Ron DeSantis fait « du Trump à la place de Trump ». Drôle de formule… Mais sur quoi est-elle calquée ? On entend, en filigrane, qu’il veut être calife à la place du calife. Écoutez les explications d'Yvan Amar dans cette chronique, avec sa transcription.
Le mot de l'actualité avec la délégation à la langue française du ministère de la Culture. Yvan Amar.
Ron DeSantis, le Républicain qui veut « faire du Trump à la place de Trump ». Ah voilà une formule ironique, bien sûr. Je l'ai entendu sur RFI en fait. Bon, elle est relativement peu aimable pour qualifier l'image qui est en train de se construire. Le gouverneur de Floride, qui cache de moins en moins ses intentions de se présenter à l'élection présidentielle américaine en représentant le Parti républicain. Mais cette formule « faire du Trump à la place de Trump », elle est intéressante parce que par derrière, elle reprend une phrase bien connue depuis quelques dizaines d'années. Si DeSantis veut « faire du Trump à la place de Trump », c'est qu'il veut être calife à la place du calife. Justement, c'est une phrase courante et ironique pour pointer du doigt l'ambition en général maladroite et voyante de quelqu'un qui vise un poste ou un avantage. Et c'est cette formule qu'on entend en filigrane qu'on entend par derrière.
Alors attention, dans cet exemple, les informations de RFI note que Ron DeSantis n'est pas si ridicule que ça dans ce qui peut apparaître comme une pré-campagne électorale. Et en fait, il prend progressivement la place qui est plus ou moins abandonnée par Donald Trump à cause de ses outrances. Mais attention, quand on dit de quelqu'un « il veut être calife à la place du calife », en général, c'est l'ambition qui est dénoncée. Même pire que l'ambition, c'est l'arrivisme. Au départ, il s'agit plutôt de pointer du doigt un arrivisme au front un peu bas qui vise les honneurs, l'argent, qui souhaite occuper une place qui n'est pas nécessairement méritée et surtout qu'on n'atteint pas vraiment par les voies les plus loyales. Et tout cela nous arrive grâce au succès, ancien maintenant, d'une bande dessinée française dont les personnages font partie de l'imaginaire francophone aujourd'hui. C'est « le petit monde d'Iznogoud ». Et si ce petit monde a eu du succès, cela se mesure à ce que certains traits de ces histoires sont connus de ceux qui ne les ont jamais lu. Peut-être que vous n'avez jamais lu les histoires d'Iznogoud et que vous comprenez cette formule « être calife à la place du calife ».
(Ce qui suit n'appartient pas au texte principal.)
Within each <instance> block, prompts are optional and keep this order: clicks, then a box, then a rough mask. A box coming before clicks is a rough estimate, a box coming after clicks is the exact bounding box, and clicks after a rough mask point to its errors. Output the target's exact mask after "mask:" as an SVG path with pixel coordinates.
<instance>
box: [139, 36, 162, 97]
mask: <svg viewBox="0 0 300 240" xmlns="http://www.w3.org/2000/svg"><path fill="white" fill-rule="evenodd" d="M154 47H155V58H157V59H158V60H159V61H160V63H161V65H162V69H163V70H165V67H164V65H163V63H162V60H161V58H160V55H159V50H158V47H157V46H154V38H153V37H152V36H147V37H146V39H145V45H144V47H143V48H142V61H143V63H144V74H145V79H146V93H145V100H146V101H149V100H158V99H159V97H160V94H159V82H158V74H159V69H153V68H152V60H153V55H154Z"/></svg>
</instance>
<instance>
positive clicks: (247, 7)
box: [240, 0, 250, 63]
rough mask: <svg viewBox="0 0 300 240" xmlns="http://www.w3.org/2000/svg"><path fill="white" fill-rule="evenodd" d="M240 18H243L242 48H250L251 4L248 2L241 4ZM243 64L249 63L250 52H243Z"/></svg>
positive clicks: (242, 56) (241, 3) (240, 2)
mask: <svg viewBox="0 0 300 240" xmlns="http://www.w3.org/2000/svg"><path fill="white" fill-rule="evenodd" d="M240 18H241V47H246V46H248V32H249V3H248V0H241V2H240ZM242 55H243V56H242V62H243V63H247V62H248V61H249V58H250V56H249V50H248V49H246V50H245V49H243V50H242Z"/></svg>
Cette phrase, elle est devenue un cliché un petit peu figée et elle exprime le désir profond de celui qui veut prendre le pouvoir et donc éliminer celui qui le possède. Enfin, la phrase est amusante, le malheureux vizir ne dit pas qu'il veut être calife, ni qu'il veut prendre la place du calife. Il utilise une répétition délibérément sotte, niaise. Être calife à la place du calife, alors ça donne un caractère à la fois sot et enfantin à ce projet noir et naïf. Régression, envies, mauvais sentiments, tout ça, bien sûr, nous fait rire aux dépens du malheureux Iznogoud. Iznogoud, c'est un stéréotype, il est prévisible, il est méchant, il est un peu bête, il est assez inefficace et il n'arrive jamais à ses fins. Jusqu'au nom d'ailleurs, qui va évoquer son incompétence dans un franglais relativement bricolé puisqu'on l'appelle Iznogoud. Qu'est-ce que ça veut dire Iznogoud ? Bah c'est celui qui est mauvais, c'est celui qui n'est pas bon. Et on a d'autres images, évidemment, qui expriment les mêmes sombres envies de façon aussi plaisante ou moqueuse. Quand on dit de quelqu'un « il a les dents qui rayent le parquet », c'est une extension de l'expression courante avoir les dents longues. Et bien sûr, on a d'autres synonymes amusants pour se moquer de ses avidités de pouvoir. En Suisse, par exemple, on parle des grimpions ceux qui veulent grimper plus vite que les autres ou plus vite que leur ombre.